En outre, la demande a augmenté pour le traitement du diabète, parce qu’il s’agit d’un médicament très puissant, à l’effet protecteur sur le système cardiovasculaire démontré [1].
Le médicament peut-il vraiment aider les non-diabétiques à perdre du poids?
Oui. En tant qu’antagoniste des récepteurs GLP-1 dont la substance active est le sémaglutide, l’Ozempic agit sur le centre de l’appétit et ralentit la vidange de l’estomac: on mange moins. Au début, il provoque chez de nombreuses personnes nausées, vomissements et, moins souvent, diarrhée ou constipation. Presque personne ne parle de ces effets secondaires, ni du fait qu’on reprend en général progressivement le poids perdu dès qu’on arrête l’Ozempic. Ce n’est pas un remède miracle et il ne doit pas être prescrit à la légère.
Est-ce l’une des raisons pour lesquelles vous-même et Prof. Dr méd. Bernd Schultes du Centre du métabolisme de Saint-Gall vous êtes adressés aux collègues médecins de vos cantons fin décembre?
D’une part, nous voulions présenter les alternatives potentielles lorsque l’Ozempic n’est pas disponible. Il existe des médicaments de la même classe de substances actives sur lesquels on peut se rabattre. Certains ont une efficacité comparable, d’autres un peu moindre.
D’autre part, nous avons abordé dans ce courrier les éléments à prendre en compte lors du traitement off-label de la patientèle obèse avec l’Ozempic. La demande est en effet massive. Même nous, les spécialistes, qui affichons des délais d’attente de trois à quatre mois, nous voyons des patients qui nous disent: «J’en ai entendu parler, j’en veux absolument.» Les médecins de famille sont dans la même situation et certains m’ont contacté pour me demander: «Que devons-nous faire, Gottfried?»

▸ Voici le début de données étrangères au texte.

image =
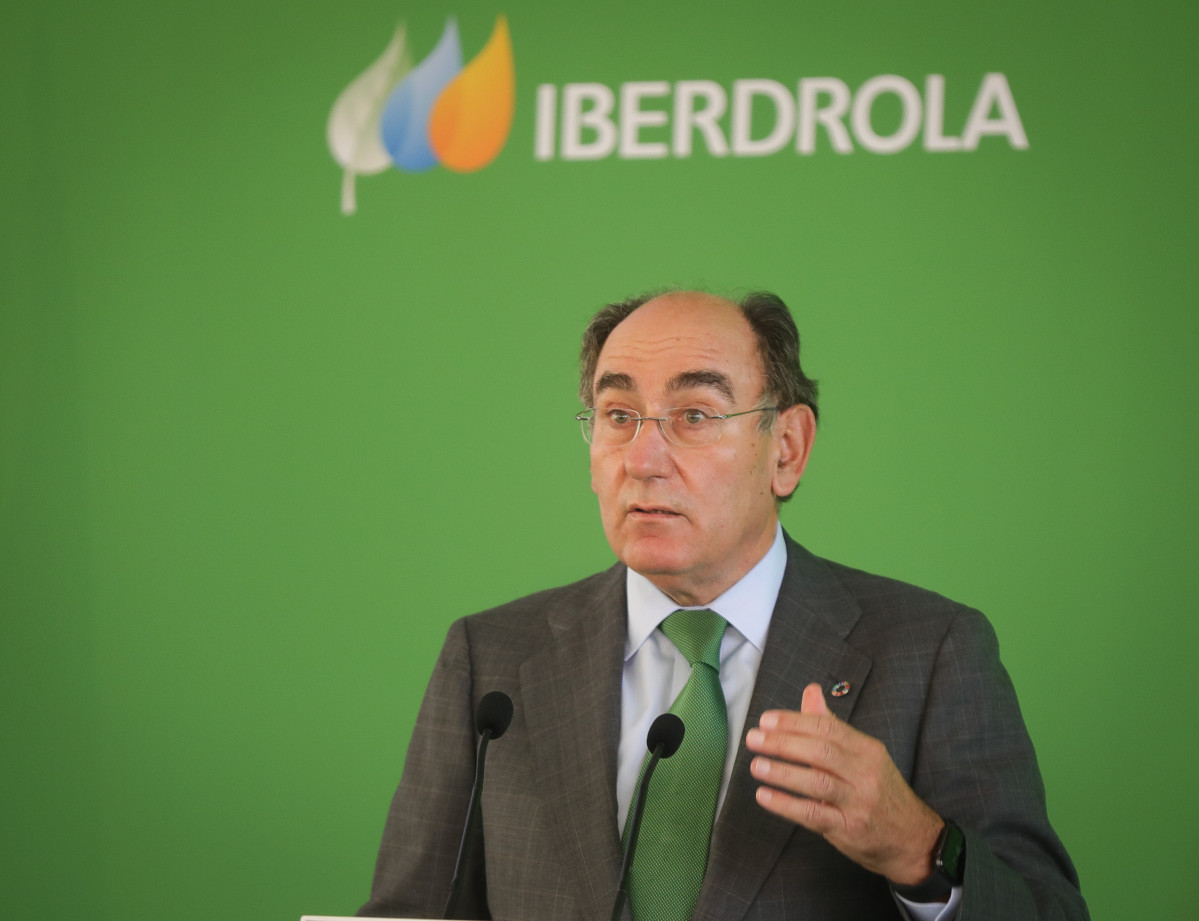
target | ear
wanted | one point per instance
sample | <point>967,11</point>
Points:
<point>795,429</point>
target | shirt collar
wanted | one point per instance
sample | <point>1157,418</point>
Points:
<point>747,605</point>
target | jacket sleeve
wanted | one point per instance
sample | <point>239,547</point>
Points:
<point>976,765</point>
<point>423,826</point>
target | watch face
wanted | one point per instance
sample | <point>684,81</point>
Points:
<point>952,858</point>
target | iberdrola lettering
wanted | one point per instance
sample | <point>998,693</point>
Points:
<point>652,120</point>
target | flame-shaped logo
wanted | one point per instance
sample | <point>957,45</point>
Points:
<point>415,118</point>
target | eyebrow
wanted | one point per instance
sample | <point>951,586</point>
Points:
<point>704,378</point>
<point>684,380</point>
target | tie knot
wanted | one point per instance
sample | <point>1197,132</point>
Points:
<point>697,634</point>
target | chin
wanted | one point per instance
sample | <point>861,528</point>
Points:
<point>648,559</point>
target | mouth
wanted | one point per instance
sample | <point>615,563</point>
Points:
<point>652,511</point>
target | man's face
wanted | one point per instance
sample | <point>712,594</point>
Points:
<point>691,519</point>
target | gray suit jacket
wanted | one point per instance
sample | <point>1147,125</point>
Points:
<point>925,678</point>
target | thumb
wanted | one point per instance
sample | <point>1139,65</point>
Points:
<point>813,700</point>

Prescrivez-vous de l’Ozempic pour la perte de poids?
Oui, dans certains cas. Mais je vérifie si un traitement avec le médicament Saxenda peut aussi être envisagé. Comme l’Ozempic, c’est un antagoniste des récepteurs GLP-1, mais il est spécifiquement autorisé pour la réduction du poids en cas d’obésité. Il est remboursé par les caisses-maladie.
Je ne prescris de l’Ozempic à des personnes non diabétiques que si elles présentent un surpoids sévère et que cela entraîne des complications de santé. Je l’associe alors toujours à une consultation diététique et à l’injonction de bouger plus, parce qu’il ne fonctionne pas sans ces mesures. Je le décris volontiers comme un changement de style de vie avec assistance médicamenteuse, parce que le changement de style de vie est LA clé de la réussite. J’informe également mes patientes et patients des effets secondaires possibles et du fait que ce médicament est contre-indiqué avant et pendant une grossesse. Autre point important: l’Ozempic doit être injecté à long terme, parce que la reprise de poids est très probable si le traitement est interrompu. Et il n’est pas certain qu’il soit aussi efficace la deuxième fois. Il est alors souvent moins facile de maigrir.
Pourquoi?
Le problème, c’est que le corps ne veut en fait pas perdre de poids. Dès qu’il perd deux, trois kilos, il s’imagine qu’il va mourir de faim et active des programmes d’économies d’énergie. Il augmente l’appétit et limite la production de chaleur et de cheveux. Les selles sont plus pauvres en énergie lorsque l’on perd du poids, parce que le corps exploite mieux la nourriture. Tous ces facteurs compliquent l’amincissement et la stabilisation.
Y a-t-il des patientes et patients qui ne souhaitent plus prendre ce médicament une fois que vous leur avez donné des informations détaillées?
Oui, j’en ai régulièrement qui, après un entretien d’information, me disent: «Ah bon, je vais y réfléchir.»
Prof. Dr méd. Gottfried Rudofsky
Propriétaire d’un cabinet en endocrinologie, diabétologie et obésité à Olten, professeur extraordinaire à l’Université de Heidelberg et enseignant à l’EPF de Zurich.